You can check out "Elucidating the Design Space of Diffusion-Based Generative Models" (https://arxiv.org/abs/2206.00364) for more details on the different weighting schemes as well as training and model optimizations.
Step 3. Variance Reduction and Numerical Stability:
If we choose $\lambda(t) = \beta(t)$ the loss is heavily amplified for sampling $t$ close to $0$ since $\sigma_t^2 \rightarrow 0$ for $t \rightarrow 0$. This can lead to numerical instabilities and variance in the training process.
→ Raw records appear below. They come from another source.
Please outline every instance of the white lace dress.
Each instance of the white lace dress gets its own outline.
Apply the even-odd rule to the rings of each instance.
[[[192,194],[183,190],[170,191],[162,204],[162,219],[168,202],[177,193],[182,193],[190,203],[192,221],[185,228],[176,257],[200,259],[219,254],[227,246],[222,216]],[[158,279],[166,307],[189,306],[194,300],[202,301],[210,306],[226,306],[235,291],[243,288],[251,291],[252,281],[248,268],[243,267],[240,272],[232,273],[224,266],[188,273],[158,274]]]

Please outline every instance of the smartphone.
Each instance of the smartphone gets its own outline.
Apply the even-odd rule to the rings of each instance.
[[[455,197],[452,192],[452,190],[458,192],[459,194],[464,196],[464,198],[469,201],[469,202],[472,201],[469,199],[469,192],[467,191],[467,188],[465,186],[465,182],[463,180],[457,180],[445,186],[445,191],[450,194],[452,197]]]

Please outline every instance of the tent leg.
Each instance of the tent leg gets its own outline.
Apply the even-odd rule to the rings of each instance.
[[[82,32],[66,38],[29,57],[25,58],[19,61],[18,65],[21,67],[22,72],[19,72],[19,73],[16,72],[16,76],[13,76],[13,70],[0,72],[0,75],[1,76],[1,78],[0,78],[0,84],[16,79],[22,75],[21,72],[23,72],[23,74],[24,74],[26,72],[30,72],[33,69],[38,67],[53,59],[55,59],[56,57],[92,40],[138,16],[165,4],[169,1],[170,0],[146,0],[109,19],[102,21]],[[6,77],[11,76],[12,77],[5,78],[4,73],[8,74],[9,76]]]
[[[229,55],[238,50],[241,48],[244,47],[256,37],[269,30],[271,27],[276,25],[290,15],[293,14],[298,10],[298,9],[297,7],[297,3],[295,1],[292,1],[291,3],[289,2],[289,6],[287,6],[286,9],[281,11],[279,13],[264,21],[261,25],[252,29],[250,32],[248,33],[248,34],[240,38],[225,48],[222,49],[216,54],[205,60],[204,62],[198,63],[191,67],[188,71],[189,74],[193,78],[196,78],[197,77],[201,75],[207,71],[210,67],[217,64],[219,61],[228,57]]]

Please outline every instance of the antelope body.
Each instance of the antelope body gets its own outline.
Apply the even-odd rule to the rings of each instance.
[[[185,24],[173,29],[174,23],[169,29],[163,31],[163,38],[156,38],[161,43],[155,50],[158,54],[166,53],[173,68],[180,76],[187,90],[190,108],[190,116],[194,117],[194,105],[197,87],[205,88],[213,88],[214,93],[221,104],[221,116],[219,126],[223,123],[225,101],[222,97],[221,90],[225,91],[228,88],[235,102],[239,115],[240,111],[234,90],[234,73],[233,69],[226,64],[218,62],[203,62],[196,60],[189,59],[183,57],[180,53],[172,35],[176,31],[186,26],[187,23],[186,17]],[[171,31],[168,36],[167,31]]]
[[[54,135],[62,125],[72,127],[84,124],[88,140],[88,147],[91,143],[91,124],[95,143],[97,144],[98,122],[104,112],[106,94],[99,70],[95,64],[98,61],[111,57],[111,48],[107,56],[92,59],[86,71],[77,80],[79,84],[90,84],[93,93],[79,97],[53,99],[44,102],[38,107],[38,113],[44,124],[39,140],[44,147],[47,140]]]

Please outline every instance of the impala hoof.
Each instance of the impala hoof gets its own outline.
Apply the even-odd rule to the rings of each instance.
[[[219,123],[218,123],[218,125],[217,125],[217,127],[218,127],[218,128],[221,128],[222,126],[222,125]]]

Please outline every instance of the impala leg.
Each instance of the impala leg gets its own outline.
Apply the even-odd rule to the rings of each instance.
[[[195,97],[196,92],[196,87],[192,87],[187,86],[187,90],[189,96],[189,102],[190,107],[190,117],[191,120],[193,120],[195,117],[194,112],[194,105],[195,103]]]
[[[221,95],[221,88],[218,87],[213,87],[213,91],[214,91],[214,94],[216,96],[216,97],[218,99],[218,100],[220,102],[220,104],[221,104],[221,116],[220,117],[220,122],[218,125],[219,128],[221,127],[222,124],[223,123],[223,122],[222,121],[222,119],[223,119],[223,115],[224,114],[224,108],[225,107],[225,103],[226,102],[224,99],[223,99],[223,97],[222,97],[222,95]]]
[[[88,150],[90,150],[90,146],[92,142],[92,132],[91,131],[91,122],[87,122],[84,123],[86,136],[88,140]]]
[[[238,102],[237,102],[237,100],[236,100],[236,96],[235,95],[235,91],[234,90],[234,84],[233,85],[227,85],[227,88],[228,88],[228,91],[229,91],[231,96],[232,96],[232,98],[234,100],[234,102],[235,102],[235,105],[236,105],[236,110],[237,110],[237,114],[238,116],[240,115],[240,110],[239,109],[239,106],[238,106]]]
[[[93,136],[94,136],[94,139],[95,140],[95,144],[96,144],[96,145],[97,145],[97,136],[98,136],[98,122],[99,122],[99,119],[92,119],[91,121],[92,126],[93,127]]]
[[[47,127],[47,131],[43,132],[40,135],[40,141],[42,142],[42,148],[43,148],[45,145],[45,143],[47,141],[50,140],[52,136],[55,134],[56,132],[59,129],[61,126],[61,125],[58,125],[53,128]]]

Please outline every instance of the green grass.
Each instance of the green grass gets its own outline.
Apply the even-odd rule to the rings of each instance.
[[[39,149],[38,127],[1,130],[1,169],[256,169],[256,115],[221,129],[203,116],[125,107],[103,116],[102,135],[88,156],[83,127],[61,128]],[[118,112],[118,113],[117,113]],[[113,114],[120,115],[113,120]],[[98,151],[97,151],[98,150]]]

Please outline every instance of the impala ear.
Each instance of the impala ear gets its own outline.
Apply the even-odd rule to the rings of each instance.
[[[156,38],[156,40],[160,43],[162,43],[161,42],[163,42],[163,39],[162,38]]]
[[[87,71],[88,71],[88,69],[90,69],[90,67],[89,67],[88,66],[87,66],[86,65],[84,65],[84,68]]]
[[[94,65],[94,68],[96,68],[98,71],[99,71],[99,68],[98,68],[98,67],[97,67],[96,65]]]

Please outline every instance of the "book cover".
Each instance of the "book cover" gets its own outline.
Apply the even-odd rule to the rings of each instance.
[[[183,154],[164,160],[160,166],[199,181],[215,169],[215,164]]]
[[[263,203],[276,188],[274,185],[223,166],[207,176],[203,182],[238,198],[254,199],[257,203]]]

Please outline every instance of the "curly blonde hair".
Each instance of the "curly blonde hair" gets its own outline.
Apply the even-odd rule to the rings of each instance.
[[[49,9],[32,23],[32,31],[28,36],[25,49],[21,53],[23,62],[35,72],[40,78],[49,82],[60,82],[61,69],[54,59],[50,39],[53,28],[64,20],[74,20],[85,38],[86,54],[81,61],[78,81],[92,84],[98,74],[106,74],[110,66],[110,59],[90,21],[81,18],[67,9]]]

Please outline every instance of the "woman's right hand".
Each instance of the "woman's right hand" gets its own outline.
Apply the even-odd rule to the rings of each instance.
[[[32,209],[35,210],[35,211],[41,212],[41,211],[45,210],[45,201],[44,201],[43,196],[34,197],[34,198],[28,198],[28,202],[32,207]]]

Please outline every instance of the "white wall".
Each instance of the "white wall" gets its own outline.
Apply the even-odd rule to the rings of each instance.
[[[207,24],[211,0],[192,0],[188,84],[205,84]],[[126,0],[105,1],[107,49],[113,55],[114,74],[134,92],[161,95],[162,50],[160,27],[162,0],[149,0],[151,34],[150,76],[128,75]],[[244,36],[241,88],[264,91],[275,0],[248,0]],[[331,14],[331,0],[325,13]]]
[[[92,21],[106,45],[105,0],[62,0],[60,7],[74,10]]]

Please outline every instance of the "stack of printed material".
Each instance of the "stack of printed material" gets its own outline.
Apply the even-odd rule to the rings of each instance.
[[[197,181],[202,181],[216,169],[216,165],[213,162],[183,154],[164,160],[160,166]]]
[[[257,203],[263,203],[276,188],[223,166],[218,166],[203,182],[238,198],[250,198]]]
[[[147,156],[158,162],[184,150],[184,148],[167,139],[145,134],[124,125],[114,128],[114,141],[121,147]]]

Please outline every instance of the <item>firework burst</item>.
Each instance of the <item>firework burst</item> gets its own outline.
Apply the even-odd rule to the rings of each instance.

To reduce the variance we can train with a small time cut-off $t_{cut}$ (for example for $t_{cut} \approx 10^{-5}$): $t \sim U(t_{cut},T)$. This is a very easy way to reduce the variance in the training process. Alternatively we can use importance sampling with a sampling distribution $p(t) \propto \frac{\lambda(t)}{\sigma_t^2}$ to reduce the variance.